シキくんはいっつも一言余計なんだから…全く。
…さっきの事をシキくんに相談してみる?
いや、でも…馬鹿にされたりしたら嫌だし今はまだ誰にも言わないでおこう。
私の気のせいかもしれないし。
「…おい」
「うん?」
シキくんが突然立ち止まって私に問い掛ける。
少し言いにくそうにチラリと私を見ては前を向いて無言になる…それを何度か繰り返してから小さく呟いた。

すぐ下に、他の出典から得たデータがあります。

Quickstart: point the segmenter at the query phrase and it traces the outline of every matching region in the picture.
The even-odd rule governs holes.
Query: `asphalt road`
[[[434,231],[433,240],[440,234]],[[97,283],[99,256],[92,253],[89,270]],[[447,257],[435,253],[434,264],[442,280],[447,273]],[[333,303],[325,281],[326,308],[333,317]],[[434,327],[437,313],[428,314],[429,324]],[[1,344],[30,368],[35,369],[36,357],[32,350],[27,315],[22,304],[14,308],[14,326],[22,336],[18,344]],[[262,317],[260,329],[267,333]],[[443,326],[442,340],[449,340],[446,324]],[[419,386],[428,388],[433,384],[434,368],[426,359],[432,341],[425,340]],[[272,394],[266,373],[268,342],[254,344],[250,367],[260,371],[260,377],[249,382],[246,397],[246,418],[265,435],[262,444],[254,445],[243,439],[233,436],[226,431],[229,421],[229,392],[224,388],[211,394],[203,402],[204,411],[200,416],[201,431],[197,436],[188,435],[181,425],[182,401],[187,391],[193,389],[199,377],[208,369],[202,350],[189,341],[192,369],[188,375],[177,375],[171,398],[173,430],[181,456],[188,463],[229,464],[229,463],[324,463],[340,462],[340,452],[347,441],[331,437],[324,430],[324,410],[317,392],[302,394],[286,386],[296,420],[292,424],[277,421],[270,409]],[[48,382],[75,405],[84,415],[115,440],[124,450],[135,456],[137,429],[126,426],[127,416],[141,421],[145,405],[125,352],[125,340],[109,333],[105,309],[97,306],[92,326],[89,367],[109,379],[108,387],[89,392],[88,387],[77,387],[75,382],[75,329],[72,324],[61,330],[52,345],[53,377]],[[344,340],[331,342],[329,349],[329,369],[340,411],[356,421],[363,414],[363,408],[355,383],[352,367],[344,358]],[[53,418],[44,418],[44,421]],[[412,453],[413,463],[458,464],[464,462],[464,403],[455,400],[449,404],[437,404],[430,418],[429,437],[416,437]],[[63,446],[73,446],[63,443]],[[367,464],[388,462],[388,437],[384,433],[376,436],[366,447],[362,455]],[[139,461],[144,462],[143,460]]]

聞こえるか聞こえないか分からないほど小さかったけれど、私にはちゃんと聞こえた。
…嬉しいな、何だかシキくんに認めてもらえたような気がする。
根拠とか無いけど、シキくんから話し掛けて来てくれた…
それだけでも大きな前進だよね。
…まあ、恥ずかしいのは私なんだけど…ね。
「…その髪型も悪くない」
だって。
ふふ、頬の緩みが収まらないかも。
「いつまでも変な顔するな、置いてくぞ亀女」
「ちょ…待ってよ…!!」
私はシキくんの隣を再び歩く。
置いてくぞ、なんて言いながら本当はそんな気が無いのも知ってる。
シキくんは口が悪いけどとても優しい。
ぶっきらぼうだし不器用だけど彼なりの優しさなんだろうなあ…。
「旅に出たら此処には戻ってこないから必要最低限な物だけを常に持ち歩いておけよ」
荷物になるもんね、少なくまとめないと…出来るか不安だけど。
「…分かった」
扉を開けるとルイさんは既に座っていてユエさんは器用に料理を作っていた。
すごい良い匂い…食が進みそう。
「おはようユイちゃん。よく眠れたかい?」
まるでお父さんみたいなユエさんに思わず私は「はい!!とても」と呟いていた。
「それなら良かったよ。
もう少しで出来るから座って待っていてもらえるかな?」
何が出てくるんだろう…。
私はワクワクしながらもルイさんの隣の席へと腰を下ろす。
シキくんは私の正面へ腰を下ろした。
ルイさんは優雅に紅茶を啜ってシキくんは眠そうな顔で珈琲を啜っている。
似合いすぎてびっくり…。
私は無難に水を飲んでるわけなんだけど…地位の違いと言うか、居る世界を間違えたような感覚。
「はい、お待たせ」
その掛け声と共に私の前へ料理が並べられた。
「わあ…!!美味しそう!!」
出されたのはサンドイッチとポテトサラダ。
ポテトサラダは皆で取り分けれるように大きなお皿に、サンドイッチは各それぞれに2.3切れを置いて色味を合わせるためかトマトも添えられていた。
「さあ、食べようか」
「「「いただきます」」」
私はサンドイッチを一口頬張る。
「…!!」
美味しい…レタスのシャキシャキした食感に、ほんのり甘い卵の味。
優しさと愛情もこもってるような、本当に美味しい味だった。
不意に懐かしく思ったのは何故だろう?
「すごく美味しい…」
「それなら良かった、作った甲斐があるよ」
色んな話をしながら私達は朝食を食べた。
これからどうするか、何を目指すか、どこを通るか…それはもう私には未知の話で途中からは着いていけない始末。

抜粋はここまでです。